Yòrgos Skambardònis – Contes d’hier et d’aujourd’hui

 

Le Maître couteau (Textes puisés dans six recueils)

Textes de Yòrgos Skambardònis

Traduction : Hélène Zervas et Michel Volkovitch

Éditions Le Miel des anges, 2018

 

J’ai refermé ce Maître couteau, épatée ! Alors que les nouvellistes grecs me donnent souvent du fil à retordre pour entrer dans leur univers et me demandent un effort soutenu de concentration, Yòrgos Skambardònis concocte des histoires très accessibles, fluides et passionnantes.

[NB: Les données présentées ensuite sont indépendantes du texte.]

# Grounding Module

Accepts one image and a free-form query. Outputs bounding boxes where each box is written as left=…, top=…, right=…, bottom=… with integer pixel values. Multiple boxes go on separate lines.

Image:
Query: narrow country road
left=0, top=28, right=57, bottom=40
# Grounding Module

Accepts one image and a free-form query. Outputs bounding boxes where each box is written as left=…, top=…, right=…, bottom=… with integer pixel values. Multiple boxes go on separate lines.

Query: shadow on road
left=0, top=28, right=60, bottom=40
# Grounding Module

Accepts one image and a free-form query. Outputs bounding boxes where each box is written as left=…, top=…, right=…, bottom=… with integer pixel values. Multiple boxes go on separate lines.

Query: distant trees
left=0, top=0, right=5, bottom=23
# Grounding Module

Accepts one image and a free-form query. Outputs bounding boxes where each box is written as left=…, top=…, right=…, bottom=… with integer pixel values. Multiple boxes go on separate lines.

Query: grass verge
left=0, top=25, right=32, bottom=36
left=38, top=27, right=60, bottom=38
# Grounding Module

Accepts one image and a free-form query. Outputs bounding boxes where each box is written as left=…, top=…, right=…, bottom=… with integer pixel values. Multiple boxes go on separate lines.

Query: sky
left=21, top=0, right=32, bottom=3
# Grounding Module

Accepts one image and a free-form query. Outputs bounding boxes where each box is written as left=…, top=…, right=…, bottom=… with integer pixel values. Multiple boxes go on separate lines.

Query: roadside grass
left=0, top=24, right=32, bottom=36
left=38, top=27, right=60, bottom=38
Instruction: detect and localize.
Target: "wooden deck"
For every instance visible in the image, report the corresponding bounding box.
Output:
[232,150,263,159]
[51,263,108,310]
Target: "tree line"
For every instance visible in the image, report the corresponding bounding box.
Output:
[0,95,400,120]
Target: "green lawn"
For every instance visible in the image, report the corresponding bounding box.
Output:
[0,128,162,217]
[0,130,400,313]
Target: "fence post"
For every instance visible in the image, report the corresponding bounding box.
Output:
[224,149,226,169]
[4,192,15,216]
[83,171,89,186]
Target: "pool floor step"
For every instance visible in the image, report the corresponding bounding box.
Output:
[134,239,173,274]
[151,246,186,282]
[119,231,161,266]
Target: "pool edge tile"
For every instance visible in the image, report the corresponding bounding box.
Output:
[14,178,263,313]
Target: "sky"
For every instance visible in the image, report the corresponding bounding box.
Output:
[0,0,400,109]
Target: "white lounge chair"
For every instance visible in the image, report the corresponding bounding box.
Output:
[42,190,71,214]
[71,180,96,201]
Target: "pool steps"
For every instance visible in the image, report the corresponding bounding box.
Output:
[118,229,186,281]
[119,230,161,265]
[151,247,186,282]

Quel est donc le secret de l’écrivain de Thessalonique pour concilier une évidente qualité littéraire avec des textes étonnamment et immédiatement limpides ? La clef se trouve dans le second paragraphe de la postface ; Yòrgos Skambardònis n’écrit pas seulement des romans et des nouvelles, il est aussi journaliste et scénariste. Or, le champ des possibles n’est plus le même lorsque l’on maîtrise un style «cinématographique » très visuel, qui s’autorise la fiction détachée du  « je » autobiographique ; les souvenirs personnels, les ancrages temporels ou géographiques appuyés font place ici à des petits scénarios très bien ficelés, qui pourraient se passer en Grèce du Nord ou ailleurs.

Le réel brut ne semble pas passionner l’auteur, qui préfère déformer, décentrer et recréer un faux réalisme pour faire naître des images poétiques et inattendues. Yòrgos Skambardònis ne souhaite pas raconter le quotidien, il joue sur le décalage et l’artifice pour faire jaillir le bizarre, l’imprévu, le prodigieux. Il peut alors connecter les vivants et les disparus, donner vie aux objets, faire tourner la roue implacable du destin et révéler les aspirations profondes de ses héros. Yòrgos Skambardònis choisit d’éclairer ses personnages de biais, pour révéler, par un ou deux détails signifiants, leurs eaux profondes ; un vieux transistor hors d’âge, un cran d’arrêt, un crayon, un clou doré, une carpe apprivoisée, une barbe à papa, en disent bien davantage sur l’individu qui les possède que de longs paragraphes verbeux. Ces gros plans, presque surréalistes, mettent au jour des secrets, des peurs enfouies, des douleurs bien cachées, et exposent soudain une vérité qui confère de l’épaisseur à ces nouvelles.

L’exercice est périlleux mais Yòrgos Skambardònis se tient en équilibre parfait entre deux genres, le drame vécu par des gens ordinaires (la solitude, la maladie, le temps qui passe, la mort) et une étrangeté poétique, un entre-deux brumeux. D’autant plus que cette Grèce du Nord est noyée de pluie, baignée de brouillard et que ses printemps peuvent être glaçants. On se dit que certains des textes auraient enchanté un Marcel Carné ou un Duvivier…

Puisque Yòrgos Skambardònis semble ne montrer aucun goût pour l’épanchement, les confidences, le réalisme, l’enracinement profond, en quoi est-il pleinement un auteur grec ? La nostalgie qui baigne tout le recueil en filigrane, le passé si présent, le rejet du monde moderne qui a balayé les traditions, sont autant de marqueurs de ce ressouvenir douloureux que l’on retrouve sous la plume de nombreux Grecs ; les villages qui s’éteignent, les églises trop neuves et sans âme, les coutumes oubliées, les magasins de tabac surannés, les vieux joueurs de gàïda qui ne dessoûlent pas, sont autant de plaies qui suintent doucement, au loin, en arrière-plan. Alors certes, Yòrgos Skambardònis tente bien de masquer cette mélancolie foncière sous l’humour, le sarcasme, le grinçant. Mais elle colle aux pages, comme l’empreinte indélébile d’un auteur de Thessalonique, bien plus arrimé à sa terre d’origine qu’il ne veut bien le montrer.